Outside, the helicopter crew was done destroying all of the classified gear. Teddy, the senior pilot and flight lead, was one of the last to climb out. Getting to the door, he looked at the almost six-foot drop to the ground. There was no way he wanted to jump and risk injury. Kicking the fast rope out of the cabin, he slid down to the courtyard, which made him the only guy to fast-rope into the compound that night.
The EOD tech and the SEAL got there soon after and started to place explosive charges around the fuselage. Climbing up the tail, the SEAL tried to get charges as close to the tail rotors as possible. Wearing his kit and night vision goggles wasn’t the easiest way to climb up the unstable, narrow section of tail boom. Each time he tried to reach the section propped on the twelve-foot wall, he was afraid it would break under his weight.
Climbing up as high as he could, he placed the charges with one hand. The other hand kept him stable as he balanced precariously over the courtyard. Destroying the communications equipment and avionics was the most important part. With the charges set on the tail, he placed the remaining charges in the main cabin.
Meanwhile, the Black Hawk that hadn’t crashed and the CH-47 carrying the QRF were flying in circles nearby, waiting for us to finish. Fuel was becoming an issue, which meant our time in the compound was shrinking quickly.
“Ten minutes,” I heard Mike say over the radio.
On the third deck, the lights in the room came on, bathing us in the glow of white light. The rolling blackout was apparently over. It was perfect timing and made everything easier.

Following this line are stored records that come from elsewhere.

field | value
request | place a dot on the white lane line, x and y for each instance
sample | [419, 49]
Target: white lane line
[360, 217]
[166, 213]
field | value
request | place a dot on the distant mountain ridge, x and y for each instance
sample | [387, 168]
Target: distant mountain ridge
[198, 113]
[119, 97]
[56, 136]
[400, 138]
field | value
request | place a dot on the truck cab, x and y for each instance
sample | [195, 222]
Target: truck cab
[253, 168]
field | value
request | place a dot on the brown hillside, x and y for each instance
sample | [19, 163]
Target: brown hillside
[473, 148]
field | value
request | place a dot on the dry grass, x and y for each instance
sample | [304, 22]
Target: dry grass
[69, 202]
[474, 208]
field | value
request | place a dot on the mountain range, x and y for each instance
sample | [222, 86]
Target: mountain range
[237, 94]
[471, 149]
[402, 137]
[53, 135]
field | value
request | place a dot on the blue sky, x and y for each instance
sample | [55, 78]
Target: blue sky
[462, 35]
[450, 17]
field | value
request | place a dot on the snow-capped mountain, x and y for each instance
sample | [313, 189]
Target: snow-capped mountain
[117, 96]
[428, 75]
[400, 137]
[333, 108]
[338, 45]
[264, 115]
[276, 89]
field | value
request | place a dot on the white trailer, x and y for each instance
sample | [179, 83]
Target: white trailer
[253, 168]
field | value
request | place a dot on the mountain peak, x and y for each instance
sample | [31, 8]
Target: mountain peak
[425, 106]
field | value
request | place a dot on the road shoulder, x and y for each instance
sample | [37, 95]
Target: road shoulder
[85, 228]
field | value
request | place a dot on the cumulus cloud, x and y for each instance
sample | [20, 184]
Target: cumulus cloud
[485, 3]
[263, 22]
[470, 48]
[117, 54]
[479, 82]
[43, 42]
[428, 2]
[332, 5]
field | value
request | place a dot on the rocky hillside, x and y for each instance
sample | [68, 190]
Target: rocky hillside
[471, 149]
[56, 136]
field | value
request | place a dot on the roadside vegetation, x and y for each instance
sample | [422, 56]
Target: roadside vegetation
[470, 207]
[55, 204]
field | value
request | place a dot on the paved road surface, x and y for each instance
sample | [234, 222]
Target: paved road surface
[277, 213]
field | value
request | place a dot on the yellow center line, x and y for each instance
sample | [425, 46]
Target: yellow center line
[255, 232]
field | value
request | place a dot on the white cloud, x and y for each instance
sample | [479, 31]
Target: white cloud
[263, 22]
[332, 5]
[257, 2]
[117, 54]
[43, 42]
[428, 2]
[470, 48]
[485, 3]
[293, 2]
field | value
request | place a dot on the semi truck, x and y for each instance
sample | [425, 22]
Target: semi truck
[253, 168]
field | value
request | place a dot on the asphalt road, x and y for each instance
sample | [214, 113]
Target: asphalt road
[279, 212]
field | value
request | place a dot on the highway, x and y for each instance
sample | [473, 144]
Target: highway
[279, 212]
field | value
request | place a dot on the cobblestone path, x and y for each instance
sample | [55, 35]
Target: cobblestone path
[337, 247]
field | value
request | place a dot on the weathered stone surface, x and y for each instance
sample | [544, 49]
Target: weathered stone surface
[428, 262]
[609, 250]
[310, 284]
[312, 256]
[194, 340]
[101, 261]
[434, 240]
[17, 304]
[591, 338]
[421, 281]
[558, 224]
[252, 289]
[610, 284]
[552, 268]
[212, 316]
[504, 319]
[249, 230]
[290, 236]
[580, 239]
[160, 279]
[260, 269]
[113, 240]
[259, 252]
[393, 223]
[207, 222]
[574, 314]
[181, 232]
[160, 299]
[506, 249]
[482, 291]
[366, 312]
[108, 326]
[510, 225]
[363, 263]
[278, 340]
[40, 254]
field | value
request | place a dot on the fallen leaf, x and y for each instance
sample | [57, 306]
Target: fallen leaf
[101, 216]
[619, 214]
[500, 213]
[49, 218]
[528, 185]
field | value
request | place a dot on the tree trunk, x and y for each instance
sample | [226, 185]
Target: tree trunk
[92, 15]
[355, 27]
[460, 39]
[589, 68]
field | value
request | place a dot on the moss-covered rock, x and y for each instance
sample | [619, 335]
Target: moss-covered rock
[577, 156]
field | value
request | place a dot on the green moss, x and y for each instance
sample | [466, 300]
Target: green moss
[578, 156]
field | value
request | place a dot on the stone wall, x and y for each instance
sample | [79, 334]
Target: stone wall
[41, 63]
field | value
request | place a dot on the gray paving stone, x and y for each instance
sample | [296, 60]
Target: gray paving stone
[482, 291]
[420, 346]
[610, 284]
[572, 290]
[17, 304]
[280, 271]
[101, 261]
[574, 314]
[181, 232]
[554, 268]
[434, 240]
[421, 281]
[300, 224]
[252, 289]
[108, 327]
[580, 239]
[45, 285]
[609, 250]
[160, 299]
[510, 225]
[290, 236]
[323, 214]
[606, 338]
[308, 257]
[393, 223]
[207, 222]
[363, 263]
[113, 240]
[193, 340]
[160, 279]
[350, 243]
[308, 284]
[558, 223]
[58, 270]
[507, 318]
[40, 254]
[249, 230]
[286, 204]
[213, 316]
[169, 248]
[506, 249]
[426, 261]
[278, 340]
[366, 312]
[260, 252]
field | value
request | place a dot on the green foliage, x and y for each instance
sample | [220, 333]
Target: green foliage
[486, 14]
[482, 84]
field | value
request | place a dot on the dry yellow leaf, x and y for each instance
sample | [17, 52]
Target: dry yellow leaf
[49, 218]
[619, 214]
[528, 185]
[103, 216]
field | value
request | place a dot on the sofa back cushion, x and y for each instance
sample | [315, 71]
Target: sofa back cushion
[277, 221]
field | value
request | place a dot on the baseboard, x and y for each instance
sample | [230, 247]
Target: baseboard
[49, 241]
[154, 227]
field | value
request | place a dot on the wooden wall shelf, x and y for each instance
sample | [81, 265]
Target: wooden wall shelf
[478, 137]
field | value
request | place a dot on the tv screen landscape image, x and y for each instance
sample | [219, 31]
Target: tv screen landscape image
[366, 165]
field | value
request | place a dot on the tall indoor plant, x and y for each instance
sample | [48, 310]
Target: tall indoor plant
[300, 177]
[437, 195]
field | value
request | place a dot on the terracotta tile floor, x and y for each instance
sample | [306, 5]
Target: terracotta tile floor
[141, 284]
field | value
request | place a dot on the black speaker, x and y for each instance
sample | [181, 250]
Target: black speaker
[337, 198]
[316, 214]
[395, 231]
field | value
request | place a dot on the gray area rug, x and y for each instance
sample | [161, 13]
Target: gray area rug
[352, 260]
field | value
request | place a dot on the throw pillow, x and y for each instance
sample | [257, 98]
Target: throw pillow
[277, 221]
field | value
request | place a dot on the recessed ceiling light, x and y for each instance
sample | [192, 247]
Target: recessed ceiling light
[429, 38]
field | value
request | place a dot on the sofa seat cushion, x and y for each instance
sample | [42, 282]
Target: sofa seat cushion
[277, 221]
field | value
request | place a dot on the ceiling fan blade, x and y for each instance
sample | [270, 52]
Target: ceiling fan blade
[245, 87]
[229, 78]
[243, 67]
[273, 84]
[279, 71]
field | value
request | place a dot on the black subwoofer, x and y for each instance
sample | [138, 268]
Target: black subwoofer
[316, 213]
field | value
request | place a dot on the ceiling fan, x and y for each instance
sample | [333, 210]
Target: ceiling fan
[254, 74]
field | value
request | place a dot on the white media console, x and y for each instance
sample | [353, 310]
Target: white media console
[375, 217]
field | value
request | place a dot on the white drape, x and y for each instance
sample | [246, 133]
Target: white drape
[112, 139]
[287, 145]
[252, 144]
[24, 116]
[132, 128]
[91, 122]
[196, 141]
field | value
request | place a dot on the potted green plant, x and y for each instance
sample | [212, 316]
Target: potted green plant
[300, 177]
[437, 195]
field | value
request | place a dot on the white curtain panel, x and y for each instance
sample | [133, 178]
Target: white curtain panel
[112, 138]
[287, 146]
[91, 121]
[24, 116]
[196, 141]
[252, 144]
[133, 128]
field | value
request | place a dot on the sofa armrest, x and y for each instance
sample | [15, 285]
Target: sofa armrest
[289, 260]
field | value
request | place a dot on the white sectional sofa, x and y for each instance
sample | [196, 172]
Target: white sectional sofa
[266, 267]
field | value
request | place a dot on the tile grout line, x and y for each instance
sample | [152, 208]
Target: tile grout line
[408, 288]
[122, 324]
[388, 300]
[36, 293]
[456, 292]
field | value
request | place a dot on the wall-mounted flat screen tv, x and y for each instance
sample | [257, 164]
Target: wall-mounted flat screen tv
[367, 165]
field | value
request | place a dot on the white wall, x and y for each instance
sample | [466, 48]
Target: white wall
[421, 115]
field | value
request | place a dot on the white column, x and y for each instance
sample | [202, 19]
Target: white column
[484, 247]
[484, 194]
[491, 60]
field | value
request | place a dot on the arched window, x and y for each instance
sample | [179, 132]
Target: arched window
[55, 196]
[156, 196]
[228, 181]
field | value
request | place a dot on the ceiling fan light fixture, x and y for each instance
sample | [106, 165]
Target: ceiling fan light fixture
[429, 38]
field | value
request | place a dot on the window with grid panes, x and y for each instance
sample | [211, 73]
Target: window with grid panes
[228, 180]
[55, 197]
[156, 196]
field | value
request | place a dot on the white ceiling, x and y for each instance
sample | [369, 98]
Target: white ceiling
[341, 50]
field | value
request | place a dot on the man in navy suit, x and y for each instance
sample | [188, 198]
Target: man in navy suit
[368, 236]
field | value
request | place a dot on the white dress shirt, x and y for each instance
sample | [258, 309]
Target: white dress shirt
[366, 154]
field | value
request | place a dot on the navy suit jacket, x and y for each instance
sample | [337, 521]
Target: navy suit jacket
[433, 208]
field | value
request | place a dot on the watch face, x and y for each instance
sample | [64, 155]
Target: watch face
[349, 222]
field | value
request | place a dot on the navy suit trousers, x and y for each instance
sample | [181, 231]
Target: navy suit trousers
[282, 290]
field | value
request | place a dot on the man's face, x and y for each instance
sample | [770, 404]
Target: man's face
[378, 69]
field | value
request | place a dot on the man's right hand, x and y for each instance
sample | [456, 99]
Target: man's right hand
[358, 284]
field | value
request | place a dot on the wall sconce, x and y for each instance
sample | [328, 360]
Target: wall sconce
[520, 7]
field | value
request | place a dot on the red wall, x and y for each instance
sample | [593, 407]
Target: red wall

While I continued shooting pictures, Walt took DNA samples. He dabbed a cotton swab in Bin Laden’s blood. He took another and jammed it in Bin Laden’s mouth to get a saliva sample. Finally, he took out a spring-loaded syringe the CIA gave us to get a blood-marrow sample. We’d been trained to jab it into the thigh to get a sample from inside the femur. Walt jabbed it several times into Bin Laden’s thigh, but the needle wouldn’t fire.